Introduction

AI agents break the rules of traditional software. They’re async by nature - running while you sleep, but still needing you to approve, confirm, or provide credentials. They’re autonomous by design - you say “fix the bug” and they write code, run commands, delete files. That power is the point. And the risk. Most frameworks ignore this. Polos gives you sandboxed execution with built-in tools (shell, file system, web search), approval flows that reach you on Slack and Discord, and durable workflows that retry on failure and resume from where they left off. Everything you need to build agents that do real work - out of the box. Write it all in plain Python or TypeScript - no DAGs to define, no graph syntax to learn.

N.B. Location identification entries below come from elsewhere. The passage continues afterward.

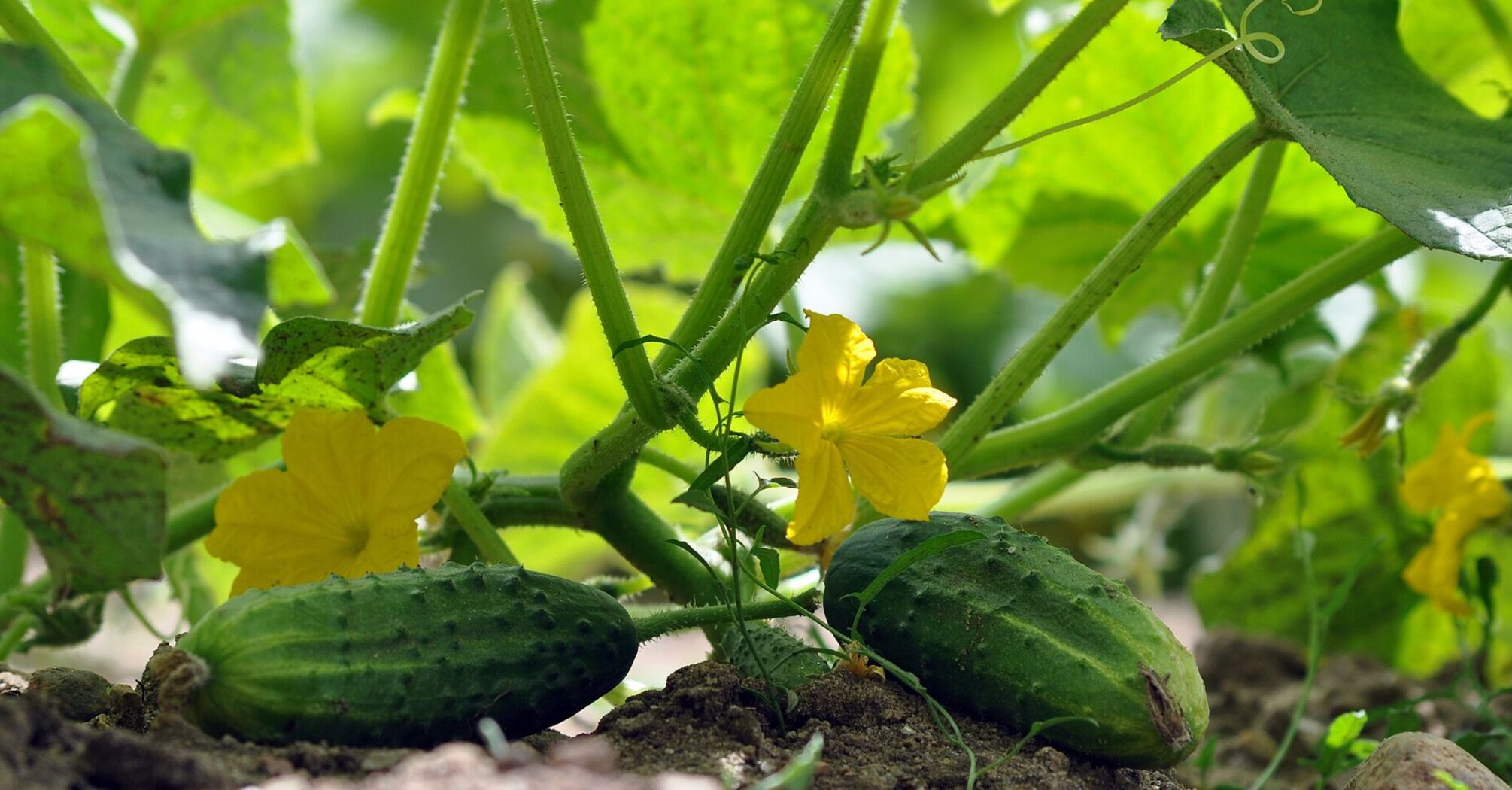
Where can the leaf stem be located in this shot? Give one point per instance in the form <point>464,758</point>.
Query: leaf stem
<point>685,618</point>
<point>13,550</point>
<point>1218,290</point>
<point>1010,102</point>
<point>132,82</point>
<point>773,178</point>
<point>44,332</point>
<point>483,533</point>
<point>1080,424</point>
<point>582,217</point>
<point>850,117</point>
<point>1013,380</point>
<point>421,173</point>
<point>22,26</point>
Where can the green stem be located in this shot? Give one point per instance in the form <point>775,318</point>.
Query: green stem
<point>13,551</point>
<point>1025,366</point>
<point>850,117</point>
<point>1082,423</point>
<point>770,185</point>
<point>483,533</point>
<point>44,330</point>
<point>582,217</point>
<point>1007,105</point>
<point>685,618</point>
<point>1216,293</point>
<point>425,155</point>
<point>133,77</point>
<point>670,465</point>
<point>22,26</point>
<point>14,634</point>
<point>1495,25</point>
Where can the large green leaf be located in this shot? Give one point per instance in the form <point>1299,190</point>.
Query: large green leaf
<point>223,85</point>
<point>1398,141</point>
<point>93,500</point>
<point>76,179</point>
<point>308,363</point>
<point>675,103</point>
<point>1057,206</point>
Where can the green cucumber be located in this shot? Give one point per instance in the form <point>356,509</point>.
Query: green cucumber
<point>405,659</point>
<point>1016,631</point>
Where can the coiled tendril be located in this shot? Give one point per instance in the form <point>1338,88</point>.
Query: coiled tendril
<point>1246,38</point>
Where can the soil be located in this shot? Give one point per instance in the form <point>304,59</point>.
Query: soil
<point>699,733</point>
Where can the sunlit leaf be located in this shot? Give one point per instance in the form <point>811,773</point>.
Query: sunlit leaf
<point>1398,143</point>
<point>76,179</point>
<point>93,500</point>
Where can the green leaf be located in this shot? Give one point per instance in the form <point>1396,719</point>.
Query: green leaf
<point>111,205</point>
<point>223,85</point>
<point>308,362</point>
<point>1398,141</point>
<point>93,500</point>
<point>672,144</point>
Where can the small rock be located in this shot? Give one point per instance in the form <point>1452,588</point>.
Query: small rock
<point>76,694</point>
<point>1410,761</point>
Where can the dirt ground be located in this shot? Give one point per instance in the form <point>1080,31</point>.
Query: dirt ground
<point>700,731</point>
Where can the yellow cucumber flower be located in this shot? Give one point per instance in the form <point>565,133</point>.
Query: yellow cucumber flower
<point>348,503</point>
<point>1465,492</point>
<point>838,424</point>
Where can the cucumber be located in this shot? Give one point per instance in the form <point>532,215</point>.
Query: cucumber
<point>405,659</point>
<point>1015,630</point>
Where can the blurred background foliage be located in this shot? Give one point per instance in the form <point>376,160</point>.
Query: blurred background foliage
<point>298,109</point>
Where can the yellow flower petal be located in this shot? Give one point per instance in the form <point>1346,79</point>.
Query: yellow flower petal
<point>347,504</point>
<point>826,503</point>
<point>901,477</point>
<point>897,402</point>
<point>836,351</point>
<point>788,411</point>
<point>1435,570</point>
<point>408,466</point>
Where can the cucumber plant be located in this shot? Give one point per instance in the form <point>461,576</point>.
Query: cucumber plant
<point>628,172</point>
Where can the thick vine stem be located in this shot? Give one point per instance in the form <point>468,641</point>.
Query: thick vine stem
<point>1082,423</point>
<point>425,155</point>
<point>1025,366</point>
<point>22,26</point>
<point>850,118</point>
<point>1012,100</point>
<point>773,178</point>
<point>582,217</point>
<point>44,330</point>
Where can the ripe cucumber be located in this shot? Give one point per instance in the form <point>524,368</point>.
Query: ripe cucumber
<point>1015,630</point>
<point>405,659</point>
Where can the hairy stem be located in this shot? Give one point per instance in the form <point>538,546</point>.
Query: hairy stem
<point>44,330</point>
<point>1007,105</point>
<point>850,118</point>
<point>477,525</point>
<point>425,155</point>
<point>773,178</point>
<point>1218,290</point>
<point>1082,423</point>
<point>582,217</point>
<point>1025,366</point>
<point>685,618</point>
<point>22,26</point>
<point>127,91</point>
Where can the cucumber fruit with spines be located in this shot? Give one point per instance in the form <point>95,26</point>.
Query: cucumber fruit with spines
<point>1016,631</point>
<point>405,659</point>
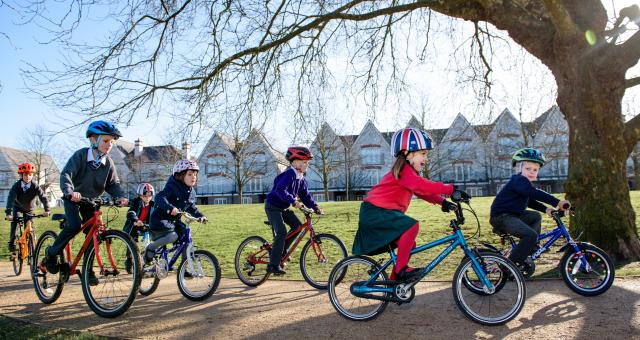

from polos import Agent, sandbox_tools, SandboxToolsConfig, DockerEnvironmentConfig

# Create a sandboxed environment — agents get exec, read, write,
# edit, glob, and grep tools automatically.
sandbox = sandbox_tools(SandboxToolsConfig(
    env="docker",
    docker=DockerEnvironmentConfig(
        image="node:20-slim",
        workspace_dir="./workspace",
        memory="2g",
    ),
))

# Give the agent sandbox tools — it can now run commands,
# read/write files, and explore the codebase autonomously.
coding_agent = Agent(
    id="coding_agent",
    provider="anthropic",
    model="claude-sonnet-4-5",
    system_prompt="You are a coding assistant. The repo is at /workspace.",
    tools=sandbox,  # exec, read, write, edit, glob, grep
)

What You Get With Polos

Secure Sandbox

Agents run in isolated environments - Docker, E2B, or local with path restrictions. Built-in tools for shell, file system, and web search. Full power. Zero risk to your systems.

Agents That Reach You

Agents reach you - not the other way around. Stripe-like approval pages that collect input, not just yes/no. Slack, Discord, email. You’re at dinner. Phone buzzes. One tap. Done.

Durable Execution

State persists - agents resume exactly where they left off. Automatic retries on failure. 60-80% cost savings via prompt caching. Concurrency control across multiple agents.

The Problem

AI agents are long-running distributed systems. But we keep building them on infrastructure designed for stateless request/response APIs. The result: agents that work in demos and break in production. Your agent charges a customer, then waits 24 hours for fraud review. The server restarts. Did the charge go through? Will it run again? You don’t know - because nothing was checkpointed. Your agent calls GPT-4 fifty times while researching a topic. On call forty-seven, the API returns a 500. The entire run restarts from scratch. You pay for all fifty calls again. You want to give your agent the power to write code, run shell commands, and modify files. But without a sandbox and guardrails, one bad rm -rf loses everything. You need isolated environments with guardrails on what the agent can execute, and explicit approval before anything destructive runs. Your agent needs your input - approval to deploy, a credential, a judgment call. But you’re not watching a terminal at 2 AM. You need agents that can reach you wherever you are - Slack, Discord, email - instead of silently blocking until you happen to check. And while they wait for you, they shouldn’t be burning compute holding a thread or a container open. Your agent hits a rate limit and retries in a tight loop. Meanwhile, three other agents are doing the same thing. One runaway workflow takes down your entire quota.

See It in Action

With just a few lines of code, we built a multi-agent system that fixes GitHub issues automatically. Three agents - planner, coder, and tester - share a Docker sandbox where they can read files, write code, run shell commands, and execute tests using Polos’ built-in tools. The sandbox keeps your host machine safe while giving agents full power inside the container. The workflow suspends for human approval before opening a PR, and every step is durably checkpointed.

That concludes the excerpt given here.